1. Refinance to a shorter-term loan
If you have a 30-year loan, you can refinance to a 10- or 15-year loan. While your monthly payments might be bigger than before, you’ll pay off the loan in a fraction of the time.
Let’s say you got a 30-year fixed-rate mortgage for $200,000 at 4.5 percent. Five years later, you refinance into a 15-year loan at 4 percent. This pays off the mortgage 10 years earlier and saves you more than $60,000.
Shorter-term loans tend to have lower interest rates than 30-year loans. Unless you can secure a loan lower than the old rater, you can skip refinancing.
2. Pay a little more every month
While any little extra helps, there’s a handy way to pay an extra month’s worth.
Divide your monthly payments — principal and interest — by 12 then add that amount to your monthly payment for a year. You’ll make the equivalent of 13 payments in 12 months.
Let’s use that previous payment example. Say you have a $200,000 mortgage at 4.5 percent. After five years of making the minimum payments, you add an extra 1/12 of a month’s principal and interest to each monthly payment. This pays off your mortgage three years and three months earlier and saves more than $18,000 interest.
Before you make extra payments, call your mortgage servicer to find out exactly what you need to ensure your extra payments go towards the loan. Let them know you want to pay more and ask the best ways to do that.

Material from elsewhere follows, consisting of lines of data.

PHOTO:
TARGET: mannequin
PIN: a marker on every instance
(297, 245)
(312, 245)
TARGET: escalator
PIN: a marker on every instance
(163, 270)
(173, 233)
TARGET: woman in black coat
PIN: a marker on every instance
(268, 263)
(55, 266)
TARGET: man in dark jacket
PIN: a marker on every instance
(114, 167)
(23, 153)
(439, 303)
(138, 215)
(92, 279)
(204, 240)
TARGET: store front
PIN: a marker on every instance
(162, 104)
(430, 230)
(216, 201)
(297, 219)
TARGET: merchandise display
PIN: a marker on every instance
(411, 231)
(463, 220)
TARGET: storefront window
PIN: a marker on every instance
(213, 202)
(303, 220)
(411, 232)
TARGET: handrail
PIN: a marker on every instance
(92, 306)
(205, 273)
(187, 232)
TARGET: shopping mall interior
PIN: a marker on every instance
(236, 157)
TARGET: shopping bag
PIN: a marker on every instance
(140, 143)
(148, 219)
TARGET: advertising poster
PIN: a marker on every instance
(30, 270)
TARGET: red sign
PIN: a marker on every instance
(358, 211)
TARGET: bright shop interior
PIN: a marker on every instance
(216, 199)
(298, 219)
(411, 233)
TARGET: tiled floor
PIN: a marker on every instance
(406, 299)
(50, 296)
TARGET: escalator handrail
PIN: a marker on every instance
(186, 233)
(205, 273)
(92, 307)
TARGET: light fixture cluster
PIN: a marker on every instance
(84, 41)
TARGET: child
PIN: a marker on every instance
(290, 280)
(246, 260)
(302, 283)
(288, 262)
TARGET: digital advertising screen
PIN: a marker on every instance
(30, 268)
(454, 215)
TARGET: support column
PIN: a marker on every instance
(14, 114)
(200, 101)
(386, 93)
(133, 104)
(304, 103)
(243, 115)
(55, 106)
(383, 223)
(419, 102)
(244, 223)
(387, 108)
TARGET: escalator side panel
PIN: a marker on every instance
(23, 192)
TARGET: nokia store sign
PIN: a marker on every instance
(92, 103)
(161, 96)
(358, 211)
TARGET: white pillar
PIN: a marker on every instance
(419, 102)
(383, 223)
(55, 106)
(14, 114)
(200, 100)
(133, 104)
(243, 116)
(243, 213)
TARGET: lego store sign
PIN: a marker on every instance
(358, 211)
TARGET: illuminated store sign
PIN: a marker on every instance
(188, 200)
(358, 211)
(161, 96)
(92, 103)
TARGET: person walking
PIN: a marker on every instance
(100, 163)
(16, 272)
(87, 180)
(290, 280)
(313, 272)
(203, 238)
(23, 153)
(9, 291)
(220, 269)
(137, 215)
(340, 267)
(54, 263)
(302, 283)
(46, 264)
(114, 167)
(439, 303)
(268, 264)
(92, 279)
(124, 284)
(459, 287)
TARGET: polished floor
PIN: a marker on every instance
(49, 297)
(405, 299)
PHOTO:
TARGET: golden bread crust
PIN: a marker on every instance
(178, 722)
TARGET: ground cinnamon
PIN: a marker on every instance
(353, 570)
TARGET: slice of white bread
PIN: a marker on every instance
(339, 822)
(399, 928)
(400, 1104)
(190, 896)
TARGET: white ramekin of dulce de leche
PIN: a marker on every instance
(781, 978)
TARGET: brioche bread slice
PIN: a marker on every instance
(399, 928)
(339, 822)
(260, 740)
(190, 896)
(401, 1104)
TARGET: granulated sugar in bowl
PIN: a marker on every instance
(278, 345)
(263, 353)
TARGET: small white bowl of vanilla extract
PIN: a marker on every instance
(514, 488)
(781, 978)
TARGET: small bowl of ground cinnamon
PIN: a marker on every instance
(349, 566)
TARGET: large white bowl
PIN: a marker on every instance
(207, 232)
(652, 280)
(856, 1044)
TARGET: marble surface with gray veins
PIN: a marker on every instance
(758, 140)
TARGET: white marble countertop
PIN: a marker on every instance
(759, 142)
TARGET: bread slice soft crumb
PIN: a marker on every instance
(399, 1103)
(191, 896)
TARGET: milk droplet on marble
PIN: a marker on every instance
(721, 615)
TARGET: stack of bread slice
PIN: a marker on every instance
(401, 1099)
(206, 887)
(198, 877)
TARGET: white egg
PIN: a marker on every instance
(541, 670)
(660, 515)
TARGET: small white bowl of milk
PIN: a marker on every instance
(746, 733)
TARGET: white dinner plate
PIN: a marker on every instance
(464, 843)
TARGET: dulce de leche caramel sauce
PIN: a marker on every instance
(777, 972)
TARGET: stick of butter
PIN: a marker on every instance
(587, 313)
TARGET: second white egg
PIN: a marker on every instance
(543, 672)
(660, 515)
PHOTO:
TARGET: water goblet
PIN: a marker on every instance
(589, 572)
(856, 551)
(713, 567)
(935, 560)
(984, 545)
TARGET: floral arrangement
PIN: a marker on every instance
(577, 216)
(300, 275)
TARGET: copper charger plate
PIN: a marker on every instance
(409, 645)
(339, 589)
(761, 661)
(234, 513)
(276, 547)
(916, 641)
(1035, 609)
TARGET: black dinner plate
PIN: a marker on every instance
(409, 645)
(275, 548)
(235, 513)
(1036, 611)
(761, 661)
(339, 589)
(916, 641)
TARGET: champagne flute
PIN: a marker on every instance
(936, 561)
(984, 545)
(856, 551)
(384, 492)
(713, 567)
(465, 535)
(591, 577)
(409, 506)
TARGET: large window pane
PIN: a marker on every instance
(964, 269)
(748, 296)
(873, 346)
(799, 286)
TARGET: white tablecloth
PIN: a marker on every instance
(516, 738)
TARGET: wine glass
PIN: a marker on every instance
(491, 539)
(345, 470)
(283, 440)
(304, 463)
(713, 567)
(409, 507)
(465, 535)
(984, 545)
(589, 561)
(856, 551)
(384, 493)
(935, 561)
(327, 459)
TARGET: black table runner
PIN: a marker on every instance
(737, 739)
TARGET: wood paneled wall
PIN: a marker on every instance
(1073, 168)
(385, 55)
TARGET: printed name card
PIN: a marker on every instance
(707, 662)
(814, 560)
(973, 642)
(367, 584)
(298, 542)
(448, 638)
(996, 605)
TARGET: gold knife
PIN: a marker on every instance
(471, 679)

Some servicers may need a note on the notation line of the check about how to apply the extra money. Always check the next statement to make sure your payment was applied.
3. Make one extra mortgage payment each year
Instead of paying a little more each month, make one extra monthly payment each year. One way to do this is to save 1/12 of a payment every month, and then make an extra payment after every 12 months.
Let’s say you do this starting the first month after getting a 30-year mortgage for $200,000 at 4.5 percent. That would save more than $27,000 interest, and you would pay off the mortgage four years and three months earlier.
4. Every little bit you can find
If you get any extra money that’s more than your budget says you bring in, put it towards your mortgage. Some examples of where you can get extra cash:
- A bonus at work
- Tax refund
- An inheritance
- Money from your side-hustle
- A raise
Let’s say you got a 30-year fixed-rate mortgage for $200,000 at 4.5 percent. Then, five years later, you pay an extra $10,000 in a lump sum. This pays off the mortgage two years and four months earlier and saves more than $19,000 in interest.
The downside to this is that it’s hard to predict the mortgage payoff date. And be mindful of putting so much extra cash toward the mortgage. If it comes out of other obligations, like saving for an emergency or paying off credit cards, it’s not worth it.
Are you ready to pay your mortgage off early?
A 30-year loan is a long time to be paying back money. If you have the financial means to pay your mortgage off sooner, you might want to consider it. You’ll be out of debt and own your home sooner.